In this study, peat soil in oil palm plantations has a high moisture content as compared to primary and logged-over forests. This result contradicts with a study by Nurulita et al. (2015), where forests showed higher moisture content than oil palm plantations. This was because the samples were taken from disturbed edges of Maludam NP (Online Resource 2). Microbes respond to moisture content changes to survive and carry out their functional activities in the soil (Manzoni et al. 2012).

5 Conclusions

In the peatlands of Sarawak, Malaysia, different species of fungi were identified from the phyla Ascomycota, Basidiomycota, and Zygomycota. Most of the species isolated were saprophytic fungi that are able to survive in peat soil. These fungi had prominent roles in maintaining peat ecosystem function. Fungi species’ composition in peat soil of Sarawak differed among sites and this might be driven by the nutrient contents and abundance of organic material in the sites.

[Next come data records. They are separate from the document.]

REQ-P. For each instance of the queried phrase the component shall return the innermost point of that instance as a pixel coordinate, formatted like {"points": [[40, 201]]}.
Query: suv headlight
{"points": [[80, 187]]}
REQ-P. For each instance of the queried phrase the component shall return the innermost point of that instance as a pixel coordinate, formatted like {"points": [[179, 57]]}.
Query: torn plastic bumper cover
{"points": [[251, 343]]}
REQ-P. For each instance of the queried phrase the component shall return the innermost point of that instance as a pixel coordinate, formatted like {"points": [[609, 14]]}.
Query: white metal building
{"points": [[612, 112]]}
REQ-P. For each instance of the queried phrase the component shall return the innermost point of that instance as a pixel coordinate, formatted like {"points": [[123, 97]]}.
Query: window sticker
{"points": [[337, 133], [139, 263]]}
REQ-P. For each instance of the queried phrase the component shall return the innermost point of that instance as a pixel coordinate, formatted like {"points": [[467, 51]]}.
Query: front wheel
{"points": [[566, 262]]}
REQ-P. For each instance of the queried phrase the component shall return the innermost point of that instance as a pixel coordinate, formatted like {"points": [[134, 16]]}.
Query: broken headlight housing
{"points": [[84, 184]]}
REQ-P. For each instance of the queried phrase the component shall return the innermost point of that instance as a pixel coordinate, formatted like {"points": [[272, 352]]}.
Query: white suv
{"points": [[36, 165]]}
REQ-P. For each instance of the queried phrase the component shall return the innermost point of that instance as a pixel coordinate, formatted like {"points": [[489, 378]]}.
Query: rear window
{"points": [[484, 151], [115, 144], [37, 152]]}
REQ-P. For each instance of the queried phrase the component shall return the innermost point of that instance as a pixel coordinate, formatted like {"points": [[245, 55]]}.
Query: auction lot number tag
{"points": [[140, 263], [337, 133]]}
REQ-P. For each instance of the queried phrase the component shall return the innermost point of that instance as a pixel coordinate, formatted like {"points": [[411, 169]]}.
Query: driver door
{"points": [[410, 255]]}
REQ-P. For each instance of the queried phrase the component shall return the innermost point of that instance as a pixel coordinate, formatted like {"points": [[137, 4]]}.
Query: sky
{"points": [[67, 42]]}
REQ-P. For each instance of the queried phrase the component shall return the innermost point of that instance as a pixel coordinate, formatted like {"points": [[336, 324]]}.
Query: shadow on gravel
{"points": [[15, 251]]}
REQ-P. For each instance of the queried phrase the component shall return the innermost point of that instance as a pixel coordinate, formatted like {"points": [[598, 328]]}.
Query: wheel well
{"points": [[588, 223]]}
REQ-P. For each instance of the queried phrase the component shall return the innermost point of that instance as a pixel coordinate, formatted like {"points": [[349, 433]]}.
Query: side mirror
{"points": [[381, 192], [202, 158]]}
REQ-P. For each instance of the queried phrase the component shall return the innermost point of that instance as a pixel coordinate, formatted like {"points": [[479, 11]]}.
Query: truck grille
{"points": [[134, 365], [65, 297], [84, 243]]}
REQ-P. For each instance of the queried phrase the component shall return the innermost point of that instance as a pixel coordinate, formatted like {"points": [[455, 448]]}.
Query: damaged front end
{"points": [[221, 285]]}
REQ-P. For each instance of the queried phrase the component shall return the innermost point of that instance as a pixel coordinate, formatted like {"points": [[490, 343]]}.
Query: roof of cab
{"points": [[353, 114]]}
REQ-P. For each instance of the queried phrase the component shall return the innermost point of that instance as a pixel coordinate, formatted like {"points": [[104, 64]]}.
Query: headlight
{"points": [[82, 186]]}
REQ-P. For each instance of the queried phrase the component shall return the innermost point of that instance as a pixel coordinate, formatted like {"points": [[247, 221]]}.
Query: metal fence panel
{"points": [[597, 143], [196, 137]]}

Species of Aspergillus and Penicillium were predominant in peat forests while Hypocrea species were commonly found in oil palm plantations. However, the culture-dependent method still showed no clear difference for fungal species richness and abundance in Sarawak peatlands. Therefore, a different approach such as metagenomics is needed to study the fungal diversity, richness, and composition in peat soil comprehensively.